Lee D H, Kim S S, Kim K I, Ahn J Y, Shim K S, Nishigai M, Ikai A, Tamura T, Tanaka K, Ichihara A
Department of Molecular Biology, College of Natural Sciences, Seoul National University, Korea.
Biochem Mol Biol Int. 1993 May;30(1):121-30.
The 26S protease complex was purified from chick skeletal muscle and shown to consist of unusually heterogeneous 21-140 kDa polypeptides, including the 21-32 kDa subunits of the 20S proteasome. Electron microscopic analysis revealed that the 26S complex may have a symmetric morphology with two large rectangular terminal domains attached to a thinner central 20S proteasome domain. The 26S complex was capable of degrading the peptide substrates of the 20S proteasome, including Suc-LLVY-AMC, N-Cbz-LLE-NA and N-Cbz-ARR-MNA. The two enzyme complexes showed similar sensitivities to various site-specific protease inhibitors, although their sensitivities to SDS were differed from each other. Immunoprecipitation with anti-26S complex antibody reduced peptide hydrolysis by the 20S proteasome. Similarly, anti-20S proteasome antibody inhibited peptide hydrolysis by the 26S complex. These results demonstrate that the 26S protease complex contains the 20S proteasome as a functional and structural component.

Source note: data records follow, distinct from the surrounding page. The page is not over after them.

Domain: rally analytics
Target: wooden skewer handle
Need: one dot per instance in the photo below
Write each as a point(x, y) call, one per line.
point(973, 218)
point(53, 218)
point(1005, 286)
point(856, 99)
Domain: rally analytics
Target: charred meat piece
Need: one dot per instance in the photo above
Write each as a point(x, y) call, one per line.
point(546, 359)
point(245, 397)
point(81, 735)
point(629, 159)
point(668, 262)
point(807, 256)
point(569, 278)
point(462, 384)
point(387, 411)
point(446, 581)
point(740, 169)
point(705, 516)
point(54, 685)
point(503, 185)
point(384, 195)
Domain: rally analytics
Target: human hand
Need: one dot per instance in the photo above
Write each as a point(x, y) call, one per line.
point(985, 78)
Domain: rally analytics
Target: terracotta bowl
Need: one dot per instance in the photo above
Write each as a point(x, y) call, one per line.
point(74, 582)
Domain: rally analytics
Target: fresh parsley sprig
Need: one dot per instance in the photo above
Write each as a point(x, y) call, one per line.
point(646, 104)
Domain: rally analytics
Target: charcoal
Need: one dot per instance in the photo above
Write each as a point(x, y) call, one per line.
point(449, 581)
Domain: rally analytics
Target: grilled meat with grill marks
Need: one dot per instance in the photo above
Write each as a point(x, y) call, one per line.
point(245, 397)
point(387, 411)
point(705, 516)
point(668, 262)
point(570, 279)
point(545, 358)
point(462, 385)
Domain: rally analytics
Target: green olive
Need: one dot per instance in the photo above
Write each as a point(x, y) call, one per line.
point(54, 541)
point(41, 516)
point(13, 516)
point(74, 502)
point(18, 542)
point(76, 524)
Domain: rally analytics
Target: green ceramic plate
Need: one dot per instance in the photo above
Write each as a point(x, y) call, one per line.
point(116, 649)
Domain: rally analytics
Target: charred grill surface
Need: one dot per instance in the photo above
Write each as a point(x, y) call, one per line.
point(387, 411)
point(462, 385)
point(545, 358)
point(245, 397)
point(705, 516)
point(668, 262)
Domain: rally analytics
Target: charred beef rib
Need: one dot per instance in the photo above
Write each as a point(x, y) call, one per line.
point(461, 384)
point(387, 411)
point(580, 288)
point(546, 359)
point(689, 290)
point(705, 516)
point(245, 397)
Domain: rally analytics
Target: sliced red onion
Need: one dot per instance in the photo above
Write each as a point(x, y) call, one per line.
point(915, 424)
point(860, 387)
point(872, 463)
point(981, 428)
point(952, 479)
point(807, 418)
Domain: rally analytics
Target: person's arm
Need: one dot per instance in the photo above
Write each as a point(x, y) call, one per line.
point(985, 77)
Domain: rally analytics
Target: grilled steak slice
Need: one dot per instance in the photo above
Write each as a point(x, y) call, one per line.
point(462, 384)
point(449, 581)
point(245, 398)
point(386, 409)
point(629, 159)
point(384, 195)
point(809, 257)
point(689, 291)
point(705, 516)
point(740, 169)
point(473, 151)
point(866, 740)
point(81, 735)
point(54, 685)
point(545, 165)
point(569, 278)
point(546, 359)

26S蛋白酶复合体从鸡骨骼肌中纯化得到,结果显示它由分子量异常不均一的21 - 140 kDa多肽组成,其中包括20S蛋白酶体的21 - 32 kDa亚基。电子显微镜分析表明,26S复合体可能具有对称形态,两个大的矩形末端结构域连接在较细的中央20S蛋白酶体结构域上。26S复合体能够降解20S蛋白酶体的肽底物,包括琥珀酰-亮-亮-缬-酪-7-氨基-4-甲基香豆素、N-苄氧羰基-亮-亮-谷氨酰胺和N-苄氧羰基-精-精-蛋-4-甲基-7-氨基香豆素。这两种酶复合体对各种位点特异性蛋白酶抑制剂表现出相似的敏感性,尽管它们对十二烷基硫酸钠的敏感性彼此不同。用抗26S复合体抗体进行免疫沉淀可减少20S蛋白酶体的肽水解。同样,抗20S蛋白酶体抗体也抑制26S复合体的肽水解。这些结果表明,26S蛋白酶复合体包含20S蛋白酶体作为其功能和结构组分。